She says the same words each morning “Good morning. Which room number are you? Which breakfast would you like?”and then attentively brings morning coffee and croissant and disappears behind the counter. Same thing every day, day in day out. “Good Morning… Which room number are you….which breakfast would you like”.
On the first day I noticed a dark bruise on her right wrist. It was the bruise of a gripping hand. Each day I’d watched her and wondered how such a circular bruise could happen. Only a grip. Then I watched how taught she was. How she seemed to be nibbling when stood still. Of how tense she was. But this morning was different. “Would you sign my poem.” The breakfast woman says nervously “I’ve put it on the wall in the back”. There in the back room were the smokers hang out a tiny stamp sized piece of paper is carefully cut out and stuck upon the wall taken from the brochure. I sign it and she smiles. “which breakfast would you like” she says.
I am having vivid dreams. Last night my birth mother said she wants all record and memory of herself erased from anything I have ever said, particularly the internet. I wake
in some distress wondering what I have said and deleting everything from my computer and the internet.

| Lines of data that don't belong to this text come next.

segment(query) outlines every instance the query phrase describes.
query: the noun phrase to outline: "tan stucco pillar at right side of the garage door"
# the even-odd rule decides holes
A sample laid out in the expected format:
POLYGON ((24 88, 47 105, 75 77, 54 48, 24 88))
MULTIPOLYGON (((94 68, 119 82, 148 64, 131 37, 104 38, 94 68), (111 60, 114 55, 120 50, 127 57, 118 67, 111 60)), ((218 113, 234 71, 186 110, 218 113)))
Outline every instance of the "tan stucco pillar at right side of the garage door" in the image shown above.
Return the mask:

After breakfast both seni severatne, Eric Miyeni and I go for a walk. We are looking particulary at how areas which were slums in apartheid days (slave areas) are now sought after properties hijacked by people who can afford them freezing out thsoe who deserve them. Economics is a science abused by those who understand its formula. Estate agents are agents of a state. We see a sign, an official steel sign, next to a murial that proudly says“ Know your past build your furure” It’s one of the best spelling mistakes I have seen in a long time and now I wonder whether it was a spelling mistake at all.